Raymond Lim writes:

Do you have any recommendations on clustering and binary models? My particular problem is I’m running a firm fixed effect logit and want to cluster by industry-year (every combination of industry-year). My control variable of interest in measured by industry-year and when I cluster by industry-year, the standard errors are 300x larger than when I don’t cluster. Strangely, this problem only occurs when doing logit and not OLS (linear probability). Also, clustering just by field doesn’t blow up the errors. My hunch is it has something to do with the non-nested structure of year, but I don’t understand why this is only problematic under logit and not OLS.

My reply:

I’d recommend including four multilevel variance parameters, one for firm, one for industry, one for year, and one for industry-year. (In lmer, that’s (1 | firm) + (1 | industry) + (1 | year) + (1 | industry.year)). No need to include (1 | firm.year) since in your data this is the error term. Try some varying slopes too.

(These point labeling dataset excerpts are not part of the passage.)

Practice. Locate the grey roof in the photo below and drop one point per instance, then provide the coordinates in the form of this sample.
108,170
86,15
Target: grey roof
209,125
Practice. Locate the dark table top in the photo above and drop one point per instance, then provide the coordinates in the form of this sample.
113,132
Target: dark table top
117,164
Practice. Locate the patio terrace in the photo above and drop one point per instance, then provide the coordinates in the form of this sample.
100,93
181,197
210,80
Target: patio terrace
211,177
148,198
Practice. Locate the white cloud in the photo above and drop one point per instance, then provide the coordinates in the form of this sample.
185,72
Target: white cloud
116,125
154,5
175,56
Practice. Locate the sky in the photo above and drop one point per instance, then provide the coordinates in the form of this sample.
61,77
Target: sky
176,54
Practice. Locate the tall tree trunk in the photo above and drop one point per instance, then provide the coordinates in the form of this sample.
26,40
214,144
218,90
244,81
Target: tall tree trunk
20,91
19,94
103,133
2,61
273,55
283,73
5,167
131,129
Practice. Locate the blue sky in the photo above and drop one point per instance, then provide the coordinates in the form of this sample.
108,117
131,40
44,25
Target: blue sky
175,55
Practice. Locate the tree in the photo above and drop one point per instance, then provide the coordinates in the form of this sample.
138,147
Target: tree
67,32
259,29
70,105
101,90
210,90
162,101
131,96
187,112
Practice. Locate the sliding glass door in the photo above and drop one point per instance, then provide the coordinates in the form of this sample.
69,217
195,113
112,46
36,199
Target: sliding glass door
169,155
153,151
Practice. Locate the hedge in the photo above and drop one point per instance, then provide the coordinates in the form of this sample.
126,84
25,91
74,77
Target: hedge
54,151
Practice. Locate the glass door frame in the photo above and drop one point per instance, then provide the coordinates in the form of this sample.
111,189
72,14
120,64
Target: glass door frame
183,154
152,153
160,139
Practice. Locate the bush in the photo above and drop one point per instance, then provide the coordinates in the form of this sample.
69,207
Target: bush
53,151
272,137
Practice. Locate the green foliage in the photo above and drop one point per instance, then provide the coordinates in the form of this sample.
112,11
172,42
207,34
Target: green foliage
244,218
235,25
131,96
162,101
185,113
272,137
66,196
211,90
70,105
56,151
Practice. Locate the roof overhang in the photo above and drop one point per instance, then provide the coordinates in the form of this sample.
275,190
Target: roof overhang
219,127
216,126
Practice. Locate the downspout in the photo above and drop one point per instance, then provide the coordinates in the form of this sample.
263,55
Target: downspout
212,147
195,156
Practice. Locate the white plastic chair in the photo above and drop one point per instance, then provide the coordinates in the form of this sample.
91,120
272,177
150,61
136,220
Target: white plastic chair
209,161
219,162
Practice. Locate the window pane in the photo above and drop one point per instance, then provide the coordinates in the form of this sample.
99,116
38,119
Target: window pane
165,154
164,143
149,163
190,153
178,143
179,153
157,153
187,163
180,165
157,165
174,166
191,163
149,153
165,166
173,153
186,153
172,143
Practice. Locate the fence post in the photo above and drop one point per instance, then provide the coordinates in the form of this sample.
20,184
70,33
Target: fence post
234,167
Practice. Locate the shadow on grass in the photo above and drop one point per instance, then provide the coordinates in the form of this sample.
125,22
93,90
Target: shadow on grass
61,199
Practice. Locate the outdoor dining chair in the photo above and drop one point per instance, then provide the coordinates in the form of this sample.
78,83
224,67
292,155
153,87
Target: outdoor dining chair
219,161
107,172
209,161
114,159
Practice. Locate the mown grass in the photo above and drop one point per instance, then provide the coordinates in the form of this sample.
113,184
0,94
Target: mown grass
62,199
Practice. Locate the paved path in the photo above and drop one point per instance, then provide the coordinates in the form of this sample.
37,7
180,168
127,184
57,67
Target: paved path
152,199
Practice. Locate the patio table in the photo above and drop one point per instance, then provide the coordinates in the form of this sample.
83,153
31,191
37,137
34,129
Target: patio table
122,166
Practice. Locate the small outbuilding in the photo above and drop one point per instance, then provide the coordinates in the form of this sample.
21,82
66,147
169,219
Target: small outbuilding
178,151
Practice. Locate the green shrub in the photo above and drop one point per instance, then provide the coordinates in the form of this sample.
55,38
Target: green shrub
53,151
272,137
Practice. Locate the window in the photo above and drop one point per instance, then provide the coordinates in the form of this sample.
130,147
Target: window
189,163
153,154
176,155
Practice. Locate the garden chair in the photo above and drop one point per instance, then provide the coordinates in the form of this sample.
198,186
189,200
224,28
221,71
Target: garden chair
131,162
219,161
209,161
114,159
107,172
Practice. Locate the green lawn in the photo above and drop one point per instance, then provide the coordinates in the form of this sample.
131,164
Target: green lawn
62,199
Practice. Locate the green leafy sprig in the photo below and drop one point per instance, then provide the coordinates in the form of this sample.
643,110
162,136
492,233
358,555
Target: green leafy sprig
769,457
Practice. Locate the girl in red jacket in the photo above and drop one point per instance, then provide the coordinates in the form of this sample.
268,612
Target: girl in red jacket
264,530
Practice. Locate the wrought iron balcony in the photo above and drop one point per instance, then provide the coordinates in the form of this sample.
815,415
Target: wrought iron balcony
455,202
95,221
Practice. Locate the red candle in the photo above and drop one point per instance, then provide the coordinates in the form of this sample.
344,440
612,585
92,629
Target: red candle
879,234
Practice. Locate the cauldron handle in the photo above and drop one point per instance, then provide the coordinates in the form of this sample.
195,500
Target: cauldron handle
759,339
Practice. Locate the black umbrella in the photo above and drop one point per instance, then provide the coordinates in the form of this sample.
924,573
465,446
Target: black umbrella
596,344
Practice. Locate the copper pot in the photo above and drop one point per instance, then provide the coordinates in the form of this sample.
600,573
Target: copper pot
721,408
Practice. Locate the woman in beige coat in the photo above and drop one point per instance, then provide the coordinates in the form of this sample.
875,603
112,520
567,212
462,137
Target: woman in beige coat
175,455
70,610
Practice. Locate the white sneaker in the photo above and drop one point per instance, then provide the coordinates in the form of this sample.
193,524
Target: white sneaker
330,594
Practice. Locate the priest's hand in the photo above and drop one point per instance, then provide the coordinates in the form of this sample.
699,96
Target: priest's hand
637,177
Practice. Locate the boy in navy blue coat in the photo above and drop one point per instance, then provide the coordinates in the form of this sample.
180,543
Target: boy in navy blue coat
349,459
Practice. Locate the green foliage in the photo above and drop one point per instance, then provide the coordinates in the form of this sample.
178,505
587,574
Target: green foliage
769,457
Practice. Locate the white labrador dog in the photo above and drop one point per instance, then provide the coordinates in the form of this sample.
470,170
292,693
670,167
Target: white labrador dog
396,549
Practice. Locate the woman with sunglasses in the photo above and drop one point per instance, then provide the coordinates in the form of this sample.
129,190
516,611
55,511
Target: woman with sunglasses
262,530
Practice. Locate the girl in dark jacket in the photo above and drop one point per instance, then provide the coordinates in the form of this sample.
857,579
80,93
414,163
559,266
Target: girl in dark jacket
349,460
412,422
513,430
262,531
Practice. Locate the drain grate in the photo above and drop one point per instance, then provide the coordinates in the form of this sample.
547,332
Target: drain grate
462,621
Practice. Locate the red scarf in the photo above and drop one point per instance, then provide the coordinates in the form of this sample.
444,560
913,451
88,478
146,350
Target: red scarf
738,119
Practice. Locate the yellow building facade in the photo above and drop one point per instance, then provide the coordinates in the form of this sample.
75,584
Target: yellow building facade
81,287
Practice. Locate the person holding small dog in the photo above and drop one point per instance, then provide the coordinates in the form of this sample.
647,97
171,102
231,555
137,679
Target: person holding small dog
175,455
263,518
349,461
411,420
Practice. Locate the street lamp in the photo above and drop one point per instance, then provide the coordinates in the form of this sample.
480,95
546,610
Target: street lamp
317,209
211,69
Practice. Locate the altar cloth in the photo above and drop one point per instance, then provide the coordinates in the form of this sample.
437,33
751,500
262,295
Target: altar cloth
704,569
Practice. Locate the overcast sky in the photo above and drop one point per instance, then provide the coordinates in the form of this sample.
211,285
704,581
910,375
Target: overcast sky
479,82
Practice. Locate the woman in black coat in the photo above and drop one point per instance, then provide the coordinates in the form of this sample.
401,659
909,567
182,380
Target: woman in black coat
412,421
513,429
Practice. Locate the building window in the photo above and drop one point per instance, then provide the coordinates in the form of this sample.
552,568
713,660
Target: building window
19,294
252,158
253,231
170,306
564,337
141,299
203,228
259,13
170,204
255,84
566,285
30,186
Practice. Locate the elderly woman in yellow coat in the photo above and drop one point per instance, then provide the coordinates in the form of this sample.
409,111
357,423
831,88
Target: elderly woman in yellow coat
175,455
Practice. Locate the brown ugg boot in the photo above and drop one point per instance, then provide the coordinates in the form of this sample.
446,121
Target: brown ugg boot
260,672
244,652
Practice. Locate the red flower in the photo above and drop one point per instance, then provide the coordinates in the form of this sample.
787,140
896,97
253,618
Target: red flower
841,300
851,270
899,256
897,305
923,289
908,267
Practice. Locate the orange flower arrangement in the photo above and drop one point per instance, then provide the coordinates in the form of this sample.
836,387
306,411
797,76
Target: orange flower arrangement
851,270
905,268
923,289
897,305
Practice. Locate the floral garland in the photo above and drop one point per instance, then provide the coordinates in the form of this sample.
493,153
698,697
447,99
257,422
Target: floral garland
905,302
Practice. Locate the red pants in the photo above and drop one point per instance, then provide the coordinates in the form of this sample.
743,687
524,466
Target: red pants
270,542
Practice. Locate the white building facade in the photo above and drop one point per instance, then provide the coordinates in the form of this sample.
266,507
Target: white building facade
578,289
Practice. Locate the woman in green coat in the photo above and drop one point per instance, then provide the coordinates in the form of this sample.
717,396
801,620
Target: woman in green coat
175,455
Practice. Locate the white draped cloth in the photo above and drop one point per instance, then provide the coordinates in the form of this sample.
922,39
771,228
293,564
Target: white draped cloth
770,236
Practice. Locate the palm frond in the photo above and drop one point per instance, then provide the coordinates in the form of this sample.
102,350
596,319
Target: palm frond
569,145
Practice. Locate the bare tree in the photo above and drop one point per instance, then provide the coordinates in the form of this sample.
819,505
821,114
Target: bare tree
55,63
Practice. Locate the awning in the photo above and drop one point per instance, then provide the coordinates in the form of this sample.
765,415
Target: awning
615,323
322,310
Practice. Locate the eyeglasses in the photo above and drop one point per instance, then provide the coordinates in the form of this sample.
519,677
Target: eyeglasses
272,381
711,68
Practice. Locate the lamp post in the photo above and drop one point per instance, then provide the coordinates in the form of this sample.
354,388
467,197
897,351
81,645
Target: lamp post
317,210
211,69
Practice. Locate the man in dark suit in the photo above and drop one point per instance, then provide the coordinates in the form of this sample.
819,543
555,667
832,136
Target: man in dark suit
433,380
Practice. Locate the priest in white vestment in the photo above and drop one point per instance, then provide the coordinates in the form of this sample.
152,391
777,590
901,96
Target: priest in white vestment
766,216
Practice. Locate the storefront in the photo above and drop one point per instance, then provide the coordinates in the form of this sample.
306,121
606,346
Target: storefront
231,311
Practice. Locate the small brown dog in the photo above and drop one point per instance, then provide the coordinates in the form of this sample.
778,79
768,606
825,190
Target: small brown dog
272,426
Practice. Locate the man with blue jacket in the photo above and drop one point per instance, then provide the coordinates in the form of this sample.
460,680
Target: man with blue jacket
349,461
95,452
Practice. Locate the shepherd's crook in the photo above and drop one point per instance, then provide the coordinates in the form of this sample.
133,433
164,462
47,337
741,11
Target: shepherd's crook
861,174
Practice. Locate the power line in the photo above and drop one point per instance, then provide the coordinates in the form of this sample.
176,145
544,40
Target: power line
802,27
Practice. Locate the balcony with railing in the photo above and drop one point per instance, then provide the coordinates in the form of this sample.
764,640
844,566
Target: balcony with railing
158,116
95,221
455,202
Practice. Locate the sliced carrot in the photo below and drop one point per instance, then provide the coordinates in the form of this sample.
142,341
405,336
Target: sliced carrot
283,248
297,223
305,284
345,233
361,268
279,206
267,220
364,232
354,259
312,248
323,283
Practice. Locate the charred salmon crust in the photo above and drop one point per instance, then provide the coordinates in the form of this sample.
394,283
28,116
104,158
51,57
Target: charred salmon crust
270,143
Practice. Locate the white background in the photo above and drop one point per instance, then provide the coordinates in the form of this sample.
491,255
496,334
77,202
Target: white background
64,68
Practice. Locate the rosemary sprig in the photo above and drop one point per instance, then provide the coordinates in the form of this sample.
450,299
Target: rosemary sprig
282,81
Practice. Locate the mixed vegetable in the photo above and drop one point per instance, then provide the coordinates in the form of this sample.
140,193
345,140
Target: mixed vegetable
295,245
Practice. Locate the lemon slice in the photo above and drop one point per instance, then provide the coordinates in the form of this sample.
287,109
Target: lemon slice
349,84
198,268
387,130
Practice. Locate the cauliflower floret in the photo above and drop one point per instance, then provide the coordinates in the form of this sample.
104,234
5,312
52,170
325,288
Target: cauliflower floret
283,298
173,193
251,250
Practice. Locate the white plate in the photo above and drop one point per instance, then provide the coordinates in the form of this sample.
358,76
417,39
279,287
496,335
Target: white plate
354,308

If you have a lot of firms, you might first try the secret weapon, fitting a model separately for each year. Or if you have a lot of years, break the data up into 5-year periods and do the above analysis separately for each half-decade. Things change over time, and I’m always wary of models with long time periods (decades or more). I see this a lot in political science, where people naively think that they can just solve all their problems with so-called “state fixed effects,” as if Vermont in 1952 is anything like Vermont in 2008.

My other recommendation is to build up your model from simple parts and try to identify exactly where your procedure is blowing up. We have a graph in ARM that makes this point. (Masanao and Yu-Sung know what graph I’m talking about.)

(Political scientist here) A good deal of the rare events data I use do not contain enough observations to break up into five year sets and do not contain a normally distributed number of 1s. Could you suggest a rule of thumb for dividing data with, say, 400 observations over a 40 year period? I realize this question is self-serving, and you'd probably need more specific information to make any hard suggestions, but I imagine others (especially in PS) could get some mileage out of exploring the trade-offs between capturing omitted, time-dependent factors within the separately estimated datasets and generating estimates with the full dataset, which would be insensitive to (possibly important) temporal differences across the years. Thanks!

When you say fixed effects logit do you mean conditional logit (e.g. as implemented with xtlogit in Stata) or a logit model with dummy variables? If the former, then there's no reason to expect similarities with OLS because identification is potentially based on a small subset of the data (e.g. excluding any units that don't have variation in the outcome variable). If the former, you need to be careful about whether the data are deep enough to get good estimates on the dummy variables. In either case, if you really are seeing a 300-fold increase in your standard errors, then you are probably trying to model more than what the data will allow (I suspect sparseness), and somehow OLS is masking that fact. Thus, I think you'd want to try to simplify things as much as possible.

Masanao and Yu-sung, please direct me to the graph that Andrew refered to i.e on which page of ARM?

Presumably "clutering" should be "clustering".

(All the pedants who spotted this are presumably waiting for some other pedant to post first.)